We conducted several orthogonal analyses using the models assessing the risk for each 1000 daily steps higher. First, we expanded our multivariable-adjusted models by additionally adjusting for body mass index (BMI) at baseline, depression, type 2 diabetes, constipation, bladder dysfunction derived through a combination of self-report and health records, and sleep duration derived from accelerometer data. These covariates were chosen as known health-related PD risk factors with an association with physical activity, that were hypothesised possibly be on the causal pathway5,36,41. We then explored whether the observed associations differed within subpopulations of interest, including by age groups, sex, BMI (<25, 25–30, 30+ kg/m2)42 and history of depression. Additionally, we performed a sensitivity analysis examining the associations after excluding participants with any history of neurological disorder. To assess potential reverse causation and evaluate how associations changed over time, we estimated HRs within successive follow-up intervals (0–2, 2–4, 4–6, and ≥6 years) using Lexis expansion43,44. For each participant, total follow-up time was divided into these intervals, generating one record for each period in which the individual contributed person-time. Each record represented time at risk within that interval, with follow-up left-truncated at the start and right-censored at the end of the interval. HRs were then estimated separately for each interval to assess temporal changes in the associations, following a similar approach to that described by Floud et al.20.

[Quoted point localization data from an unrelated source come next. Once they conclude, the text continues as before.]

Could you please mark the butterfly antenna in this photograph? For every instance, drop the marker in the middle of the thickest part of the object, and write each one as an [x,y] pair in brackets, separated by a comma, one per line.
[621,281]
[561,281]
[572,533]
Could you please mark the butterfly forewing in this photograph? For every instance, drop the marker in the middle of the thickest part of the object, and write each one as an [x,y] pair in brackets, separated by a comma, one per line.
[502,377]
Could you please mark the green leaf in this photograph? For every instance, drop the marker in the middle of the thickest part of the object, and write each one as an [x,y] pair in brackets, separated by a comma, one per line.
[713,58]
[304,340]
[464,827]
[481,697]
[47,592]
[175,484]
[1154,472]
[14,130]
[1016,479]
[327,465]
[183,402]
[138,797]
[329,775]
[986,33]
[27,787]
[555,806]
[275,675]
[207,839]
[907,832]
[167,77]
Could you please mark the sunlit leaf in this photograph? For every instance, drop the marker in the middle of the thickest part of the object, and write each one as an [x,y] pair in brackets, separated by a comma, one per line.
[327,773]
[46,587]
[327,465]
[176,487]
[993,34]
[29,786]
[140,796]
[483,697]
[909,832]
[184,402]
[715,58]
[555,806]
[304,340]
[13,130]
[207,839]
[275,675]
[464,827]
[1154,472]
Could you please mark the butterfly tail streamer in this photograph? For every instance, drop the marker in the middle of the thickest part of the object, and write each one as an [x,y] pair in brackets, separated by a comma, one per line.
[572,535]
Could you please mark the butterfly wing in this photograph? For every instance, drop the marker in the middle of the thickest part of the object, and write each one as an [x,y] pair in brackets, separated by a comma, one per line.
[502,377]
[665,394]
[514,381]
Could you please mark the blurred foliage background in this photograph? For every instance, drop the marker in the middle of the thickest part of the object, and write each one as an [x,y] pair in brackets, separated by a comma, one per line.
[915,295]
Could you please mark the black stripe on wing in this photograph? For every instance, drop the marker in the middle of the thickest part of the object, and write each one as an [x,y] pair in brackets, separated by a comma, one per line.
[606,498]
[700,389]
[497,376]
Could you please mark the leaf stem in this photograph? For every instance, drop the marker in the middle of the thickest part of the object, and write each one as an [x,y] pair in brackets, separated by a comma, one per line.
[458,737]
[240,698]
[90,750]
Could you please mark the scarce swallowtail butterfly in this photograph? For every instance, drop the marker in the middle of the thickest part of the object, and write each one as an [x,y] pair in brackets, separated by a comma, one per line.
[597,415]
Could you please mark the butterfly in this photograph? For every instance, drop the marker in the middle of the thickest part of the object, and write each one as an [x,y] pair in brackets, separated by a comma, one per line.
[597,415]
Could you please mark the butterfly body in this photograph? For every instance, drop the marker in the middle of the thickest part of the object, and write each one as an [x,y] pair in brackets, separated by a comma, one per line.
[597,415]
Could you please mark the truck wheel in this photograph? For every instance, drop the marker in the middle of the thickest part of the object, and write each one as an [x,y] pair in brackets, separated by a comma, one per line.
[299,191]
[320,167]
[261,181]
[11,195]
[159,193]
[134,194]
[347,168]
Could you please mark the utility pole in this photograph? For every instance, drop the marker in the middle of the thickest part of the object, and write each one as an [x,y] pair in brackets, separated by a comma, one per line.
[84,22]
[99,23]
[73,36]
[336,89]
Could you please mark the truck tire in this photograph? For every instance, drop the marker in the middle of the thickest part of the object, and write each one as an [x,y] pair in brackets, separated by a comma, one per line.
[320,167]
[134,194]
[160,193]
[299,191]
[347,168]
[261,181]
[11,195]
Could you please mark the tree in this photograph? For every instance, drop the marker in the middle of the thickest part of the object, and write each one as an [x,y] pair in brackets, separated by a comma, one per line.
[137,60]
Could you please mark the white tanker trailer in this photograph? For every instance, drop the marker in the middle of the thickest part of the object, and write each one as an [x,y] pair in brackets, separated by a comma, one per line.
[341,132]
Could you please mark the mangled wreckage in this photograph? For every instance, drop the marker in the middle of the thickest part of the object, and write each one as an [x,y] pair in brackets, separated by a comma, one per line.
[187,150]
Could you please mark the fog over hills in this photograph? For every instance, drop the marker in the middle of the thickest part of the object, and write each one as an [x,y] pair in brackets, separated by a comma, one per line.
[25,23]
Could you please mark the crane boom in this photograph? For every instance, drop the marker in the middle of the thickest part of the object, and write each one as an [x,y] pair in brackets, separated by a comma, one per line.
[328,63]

We also performed a final sensitivity analysis, to ensure the model could reliably detect steps in individuals at-risk of incident PD. To do so, we modified the stepcount algorithm deployed on the UK Biobank population, so that instead of only being trained on the healthy OxWalk population, it was additionally trained on the Michael J. Fox Foundation Levodopa Response (MJFF-LR) dataset45, consisting of wrist-worn accelerometer data collected from 28 clinical PD individuals. The full association analysis pipeline was then re-run, using this PD-trained stepcount algorithm, to observe how this may affect our findings.

Statistical analyses were performed using R, version 4.3.2, using Cox regression models from the survival package, version 3.8-3. Results were reported according to Strengthening the Reporting of Observational Studies in Epidemiology (STROBE) guidelines (Supplementary Table 3)46.